The futuristic Titan landscapes in both these texts are like travel itineraries of Titan theorists of sci-fi noir postmodernism along the lines of Baudrillard Jameson—paradigmatic evocations of the space of futuristic postmodern warfare. Read as—the Californization of late capitalistic solar systemics.

“You’d stand there nailed in your tracks sometimes—no bearings and none in sight, thinking, Where the fuck am I?, fallen into some unnatural Earth-Saturn interface, a Titan corridor cut and bought and burned deep into the Rings of Saturn, and once we got there, we couldn’t remember how or what for.”

This is the mindset embodied in the figure of Marlowe the detective—whose cognitive function is rendered necessary by the proto-postmodernist space of LA. Since there is no longer any privileged experience in which the whole of the social structure can be grasped—a figure must be invented who can be superimposed on the society as a whole, whose routine and life pattern serve somehow to tie its separate and isolated parts together.

A sci-fi noir hermeneutic gesture needs to be completed—a hermeneutic gesture that’s alive and well, embodied in the figure of a savvy Mike Hammer who can go beyond the proto-postmodernist space of Los Angeles into the POMO sci-fi noir space of Titan.
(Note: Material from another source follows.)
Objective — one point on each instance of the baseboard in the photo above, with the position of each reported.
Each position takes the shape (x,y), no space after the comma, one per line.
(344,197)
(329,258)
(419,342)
The incorruptible, chivalric purity of Marlowe is outdated. Instead we have Hammer circulating amidst the human detritus of Titan being tainted by it, without any solitary, heroic or exemplary purity in the face of social corruption. None of that Marlowesque “honesty”—all that is taken for granted by Hammer in a purely cognitive, rather than moral, function: the decadence of the neo-noir detective can be understood as an organ of perception.

The Hammer image here is endowed with depth and solidarity; it entertains a powerful redemptive relation to the exterior world—both present and future. It instills desire in the reader to extend the sci-fi noir image’s solidity to the object world around it; it is even capable of conjuring up a formerly meaningful past, but still accessible, LA world. But Hammer’s world has lost all innocence and resonance to either the past world or to a context different than Titan.

The Titan image is a fetish representing the nostalgia for the present—the will to return to a period when there was still a certain distance between objects. It was a way of making us stare at a single commercial product—in hopes that our vision of all those around us would be transformed, that our new stare into the future would also be infused with depth and solidity, with the meaning of remembered objects and products, with the physical foundation and dimensions of the older Terran world of need.

Nostalgia for the present—not with Chandler himself producing nostalgic writing, but rather with the taste for Chandler among contemporary readers being a nostalgic one. Chandler evoking a world similar enough to our their own to seem very distant.

It is this periodization of Chandler—by way of historicizing the relationship of consumers to the commercial object world that is literary history.

Chandler with his LA and permanent industrial background which has come to resemble nature itself—this is where his noir lies between the inventive, creative energies of Balzac’s manufactured objects and the fetishized nostalgia of Warhol’s soup cans.

Chandler, then, is a true modernist in accordance with Jameson’s tripartite periodization of realism-modernism-postmodernism. But consider the difference between Chandler and Hammer.